2. Fix Critical and High First​

Priority order:

  1. CRITICAL - Fix immediately
  2. HIGH - Fix soon
  3. MEDIUM - Fix when possible
  4. LOW - Monitor

Why: Focus on what matters. Critical first.

3. Update Base Images​

Keep base images updated:

# Don't use old base
FROM node:16-alpine

# Use current base
FROM node:18-alpine

Why: Newer images have fewer vulnerabilities.

4. Use Minimal Images​

Smaller images = fewer vulnerabilities:

# Large image, many packages
FROM ubuntu:20.04

# Small image, minimal packages
FROM alpine:latest

Why: Less to scan.
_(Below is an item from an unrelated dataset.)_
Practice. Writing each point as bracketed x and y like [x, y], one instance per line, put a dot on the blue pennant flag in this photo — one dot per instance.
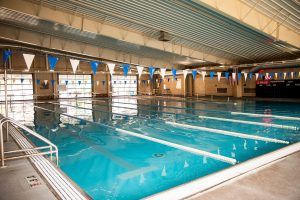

Less to attack.

5. Automate Scanning​

Don't scan manually:

  • Easy to forget
  • Inconsistent
  • Error-prone

Do automate:

  • CI/CD integration
  • Pre-commit hooks
  • Scheduled scans
  • Consistent process

My Take: Scanning Strategy​

Here's what I do:

Development:

  • Quick scan before committing
  • Fix critical issues
  • Document findings

CI/CD:

  • Automated scanning
  • Fail on critical/high
  • Report all findings

Production:

  • Full scan before deploy
  • Regular scheduled scans
  • Monitor for new vulnerabilities
  • Update when needed

The key: Scan early. Scan often. Fix critical. Automate everything.

Memory Tip: The Health Checkup Analogy​

Image scanning = Health checkup

Scan: Examination Vulnerabilities: Problems Severity: Urgency Fixes: Treatment Rescan: Follow-up

Once you see it this way, scanning makes perfect sense.

Common Mistakes​

  1. Not scanning: Unknown vulnerabilities
  2. Scanning only once: Miss new issues
  3. Ignoring results: Vulnerabilities remain
  4. Not automating: Easy to forget
  5. Only scanning production: Too late

Hands-On Exercise: Scan an Image​

1. Build an image:

docker build -t test-app:1.0 .

2. Scan with Docker Scout:

docker scout cves test-app:1.0

3. Scan with Trivy:

trivy image test-app:1.0

4. Compare results:

# Different tools may find different issues
# Use multiple tools for comprehensive coverage

5. Fix vulnerabilities:

# Update base image
FROM node:18-alpine

# Update packages
RUN apk update && apk upgrade

6. Rescan:

docker build -t test-app:1.1 .
docker scout cves test-app:1.1
# Should show fewer vulnerabilities

Key Takeaways​

  1. Image scanning finds vulnerabilities - Before attackers do
  2. Scan early and often - Find issues early
  3. Fix critical first - Priority matters
  4. Automate scanning - Consistent process
  5. Use multiple tools - Comprehensive coverage
  6. Update base images - Fewer vulnerabilities

What's Next?​

Now that you understand image scanning, let's learn about secrets management. Next: Secrets Management.

Remember: Image scanning is like a health checkup. Find problems early. Fix them. Rescan. Stay healthy. Stay secure.